Wrapper class for safer Parquet writing with direct PyArrow RecordBatch construction

Source code in pelinker/io/parquet.py
class ParquetWriter:
    """
    Wrapper class for safer Parquet writing with direct PyArrow RecordBatch construction
    """

    def __init__(self, output_path: pathlib.Path, use_record_batch: bool = True):
        self.output_path = output_path
        self.writer: pq.ParquetWriter | None = None
        self.schema: pa.Schema | None = None
        self.total_rows = 0
        self.use_record_batch = use_record_batch

    def _get_schema(self) -> pa.Schema:
        """Define schema explicitly - no guessing from data"""
        fields = [
            pa.field("pmid", pa.string()),
            pa.field("entity", pa.string()),
            pa.field("mention", pa.string()),
            pa.field("a", pa.int64()),
            pa.field("b", pa.int64()),
            pa.field("a_abs", pa.int64()),
            pa.field("b_abs", pa.int64()),
            pa.field("itext", pa.int64()),
            pa.field("ichunk", pa.int64()),
            # For embeddings, we'll use list of float64
            pa.field("embed", pa.list_(pa.float64())),
        ]
        return pa.schema(fields)

    def _dict_list_to_arrow_arrays(self, data: list[dict]) -> tuple:
        """Convert list of dicts directly to PyArrow arrays"""
        if not data:
            raise ValueError("Cannot create arrays from empty data")

        # Extract columns
        pmids = [row["pmid"] for row in data]
        entities = [row["entity"] for row in data]
        mentions = [row["mention"] for row in data]
        a_vals = [row.get("a") for row in data]
        b_vals = [row.get("b") for row in data]
        a_abs_vals = [row.get("a_abs") for row in data]
        b_abs_vals = [row.get("b_abs") for row in data]
        itext_vals = [row.get("itext") for row in data]
        ichunk_vals = [row.get("ichunk") for row in data]
        embeds = [row["embed"] for row in data]
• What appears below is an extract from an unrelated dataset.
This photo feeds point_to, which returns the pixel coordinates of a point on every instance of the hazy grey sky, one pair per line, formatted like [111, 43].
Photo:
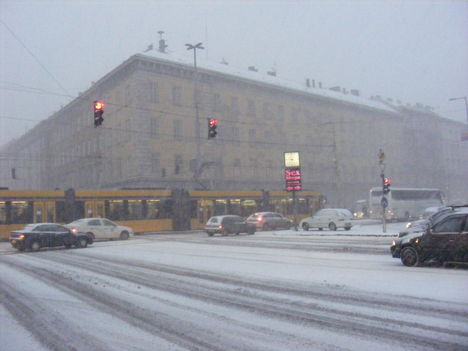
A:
[411, 51]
        # Create PyArrow arrays directly with explicit types
        pmid_array = pa.array(pmids, type=pa.string())
        entity_array = pa.array(entities, type=pa.string())
        mention_array = pa.array(mentions, type=pa.string())
        a_array = pa.array(a_vals, type=pa.int64())
        b_array = pa.array(b_vals, type=pa.int64())
        a_abs_array = pa.array(a_abs_vals, type=pa.int64())
        b_abs_array = pa.array(b_abs_vals, type=pa.int64())
        itext_array = pa.array(itext_vals, type=pa.int64())
        ichunk_array = pa.array(ichunk_vals, type=pa.int64())
        embed_array = pa.array(embeds, type=pa.list_(pa.float64()))

        return (
            pmid_array,
            entity_array,
            mention_array,
            a_array,
            b_array,
            a_abs_array,
            b_abs_array,
            itext_array,
            ichunk_array,
            embed_array,
        )

    def _dict_list_to_arrow_table(self, data: list[dict]) -> pa.Table:
        """Convert list of dicts directly to PyArrow table without pandas"""
        arrays = self._dict_list_to_arrow_arrays(data)
        return pa.table(arrays, schema=self.schema)
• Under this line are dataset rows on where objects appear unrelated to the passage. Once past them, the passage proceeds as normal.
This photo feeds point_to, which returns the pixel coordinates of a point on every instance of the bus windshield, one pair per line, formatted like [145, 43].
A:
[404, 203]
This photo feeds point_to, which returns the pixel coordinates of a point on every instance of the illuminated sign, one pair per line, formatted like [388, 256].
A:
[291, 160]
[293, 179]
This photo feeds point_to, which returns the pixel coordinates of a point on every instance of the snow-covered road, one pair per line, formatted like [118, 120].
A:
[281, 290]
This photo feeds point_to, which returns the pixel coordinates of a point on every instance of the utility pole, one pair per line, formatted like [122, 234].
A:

    def _dict_list_to_record_batch(self, data: list[dict]) -> pa.RecordBatch:
        """Convert list of dicts directly to PyArrow RecordBatch (more memory efficient)"""
        arrays = self._dict_list_to_arrow_arrays(data)
        return pa.record_batch(list(arrays), schema=self.schema)
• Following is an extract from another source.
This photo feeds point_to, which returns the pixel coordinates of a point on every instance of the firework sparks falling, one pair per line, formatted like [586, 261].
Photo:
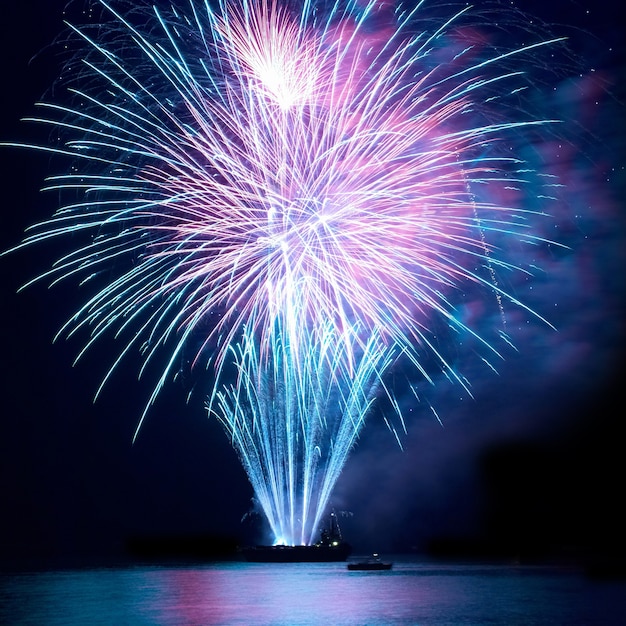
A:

    def write_batch(self, data: list[dict]):
        """Write a batch of data to Parquet"""
        if not data:
            logger.info("Skipping empty batch")
            return

        try:
            # Initialize schema and writer on first batch
            if self.writer is None:
                self.schema = self._get_schema()
                self.writer = pq.ParquetWriter(self.output_path, self.schema)

            if self.use_record_batch:
                # Use RecordBatch for better memory efficiency
                batch = self._dict_list_to_record_batch(data)
                self.writer.write_batch(batch)
            else:
                # Use Table (slightly more memory but might be more compatible)
                table = self._dict_list_to_arrow_table(data)
                self.writer.write_table(table)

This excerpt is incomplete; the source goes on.